Em anos bons, conta António, chega-se a apanhar cinco, seis, oito ou até dez lampreias de cada vez que se puxa as redes – quando há muitas, é preciso dividi-las por sacos e carregá-las às costas encosta acima, do rio até à beira da estrada onde os pescadores deixam os carros.

Esta pesqueira em que estamos, a número 127, pertence a vários pescadores que se organizam por dias para vir pôr as suas redes (mais tarde começa a época do sável e do salmão, que esteve quase desaparecido e agora começa, ainda timidamente, a regressar).

É assim por todo o rio acima, pelo menos desde esta zona, porque lá para baixo, perto da foz do Minho e de Caminha, não existe o sistema de pesqueiras e a pesca é feita de outras formas — diz-se aqui que mais violentas para o animal, que pode acabar ferido e a perder o sangue que tão importante é para depois o cozinhar.

As pessoas da zona de Melgaço gostam de explicar por que é que a lampreia é melhor por aqui. “Lá em baixo é mais gorda, torna-se enjoativa”, afirma Diogo. Como vêm a nadar rio acima, vão perdendo peso e tornam-se mais magras e com uma carne mais firme, mais musculada. “São capazes de ter dois quilos lá em baixo e chegar aqui com 1,5 quilos ou menos.”

Outra particularidade desta zona é que só aqui se faz a lampreia fumada. “Se falar disso lá para baixo nem sabem o que é”, diz António. Era uma forma de, antigamente, quando havia milhares de lampreias, se aproveitar as que não se conseguiam comer logo com um método de preservação muito tradicional na região para os enchidos de porco. E como se prepara o peixe para o fumeiro? António conhece bem o processo e lá acabamos por levar uma lampreia para outro local para ver como se faz.

Um sabor “medieval”

Tábua de madeira, o animal preso por uma corda pelo rabo, uma faca e, zzzttt, por ali abaixo. Aberta a barriga, é preciso cortar o nervo de cima a baixo, e depois cada metade do nervo ao meio também em altura. Só assim fica bem aberto para poder levar os pedaços de cana que o vão segurar para ser pendurado no fumeiro. Essencial também é tirar-lhe a tripa e o fígado, que dão mau gosto, e a “espicha”, um pequeno nervo ósseo junto à cabeça. Depois é esfregá-la com sal e com o próprio sangue e daí a pouco está pronta para o fumeiro.
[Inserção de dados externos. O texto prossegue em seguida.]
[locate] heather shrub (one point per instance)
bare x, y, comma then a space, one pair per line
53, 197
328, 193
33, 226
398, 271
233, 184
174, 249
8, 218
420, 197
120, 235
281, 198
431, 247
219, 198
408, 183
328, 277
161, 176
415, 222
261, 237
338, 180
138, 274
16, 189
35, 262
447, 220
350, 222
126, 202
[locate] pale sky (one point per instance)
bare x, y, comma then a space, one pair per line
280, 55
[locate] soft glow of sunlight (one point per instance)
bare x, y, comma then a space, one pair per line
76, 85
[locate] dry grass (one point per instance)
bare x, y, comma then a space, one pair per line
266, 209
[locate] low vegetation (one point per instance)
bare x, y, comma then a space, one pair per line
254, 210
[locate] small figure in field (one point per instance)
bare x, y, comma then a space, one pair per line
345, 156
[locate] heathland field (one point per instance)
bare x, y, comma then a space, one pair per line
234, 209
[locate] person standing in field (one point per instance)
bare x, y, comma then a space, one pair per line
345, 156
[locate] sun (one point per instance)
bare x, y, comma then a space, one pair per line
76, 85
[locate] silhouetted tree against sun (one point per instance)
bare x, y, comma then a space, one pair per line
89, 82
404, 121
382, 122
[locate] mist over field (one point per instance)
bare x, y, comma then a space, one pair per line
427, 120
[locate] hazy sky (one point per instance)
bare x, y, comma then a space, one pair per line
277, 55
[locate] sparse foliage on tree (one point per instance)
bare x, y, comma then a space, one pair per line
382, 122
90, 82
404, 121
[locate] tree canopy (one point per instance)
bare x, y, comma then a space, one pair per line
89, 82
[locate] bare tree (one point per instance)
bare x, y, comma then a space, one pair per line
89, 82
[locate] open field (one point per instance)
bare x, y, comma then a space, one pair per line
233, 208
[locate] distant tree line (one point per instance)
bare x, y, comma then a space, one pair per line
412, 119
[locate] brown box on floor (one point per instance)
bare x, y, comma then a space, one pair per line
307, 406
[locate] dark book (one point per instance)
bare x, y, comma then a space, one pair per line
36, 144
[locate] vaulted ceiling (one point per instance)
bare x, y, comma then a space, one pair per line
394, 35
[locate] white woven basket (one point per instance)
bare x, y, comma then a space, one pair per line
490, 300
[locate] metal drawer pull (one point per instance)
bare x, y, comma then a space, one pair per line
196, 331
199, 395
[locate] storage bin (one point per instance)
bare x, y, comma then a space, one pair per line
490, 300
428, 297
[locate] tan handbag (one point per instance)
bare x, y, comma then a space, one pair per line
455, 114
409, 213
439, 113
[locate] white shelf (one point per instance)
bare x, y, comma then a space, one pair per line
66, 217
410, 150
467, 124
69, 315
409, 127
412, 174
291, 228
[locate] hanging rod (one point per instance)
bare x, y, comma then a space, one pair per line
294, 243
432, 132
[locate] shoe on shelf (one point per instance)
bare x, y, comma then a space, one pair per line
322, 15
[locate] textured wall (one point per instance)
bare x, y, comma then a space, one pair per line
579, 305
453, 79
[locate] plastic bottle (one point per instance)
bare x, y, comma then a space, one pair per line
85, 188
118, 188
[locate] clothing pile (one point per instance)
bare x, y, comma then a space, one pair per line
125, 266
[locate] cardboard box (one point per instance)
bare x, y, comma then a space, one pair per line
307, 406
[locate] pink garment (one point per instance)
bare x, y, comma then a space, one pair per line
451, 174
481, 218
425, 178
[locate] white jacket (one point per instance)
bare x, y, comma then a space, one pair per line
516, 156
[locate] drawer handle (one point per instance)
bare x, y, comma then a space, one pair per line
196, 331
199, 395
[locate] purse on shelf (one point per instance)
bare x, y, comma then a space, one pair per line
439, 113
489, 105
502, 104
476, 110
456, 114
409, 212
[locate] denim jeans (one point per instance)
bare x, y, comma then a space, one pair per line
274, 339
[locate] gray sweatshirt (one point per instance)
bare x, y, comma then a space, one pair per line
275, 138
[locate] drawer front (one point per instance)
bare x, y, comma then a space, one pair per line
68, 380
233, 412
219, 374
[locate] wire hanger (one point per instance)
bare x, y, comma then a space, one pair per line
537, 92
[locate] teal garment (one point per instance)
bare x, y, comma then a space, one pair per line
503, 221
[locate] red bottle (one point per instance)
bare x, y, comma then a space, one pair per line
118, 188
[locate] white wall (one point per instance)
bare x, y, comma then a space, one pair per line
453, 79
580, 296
Só nos falta mesmo sentar à mesa. É na Tasquinha da Portela que vamos experimentar lampreia de três formas diferentes, que são, aliás, as mais tradicionais: fumada e recheada, em arroz e à bordalesa. Somos recebidos por Ana Luísa, que já está nos fogões, e Filipe, o marido, que vai contando como este restaurante, situado num edifício do século XVIII ligado ao Mosteiro de Paderne, começou há onze anos, “por uma brincadeira”. Era um café, Ana Luísa fazia “uns petiscos” e ambos tinham outros empregos. Mas as coisas correram tão bem que decidiram dedicar-se a tempo inteiro à Tasquinha.

Ana Luísa já foi avançando com a preparação da lampreia, que tem que ser posta a marinar com antecedência. “Antes só se fazia arroz de lampreia”, explica Filipe, que diz que a versão fumada e recheada com ovo, pimento e presunto é uma invenção relativamente recente.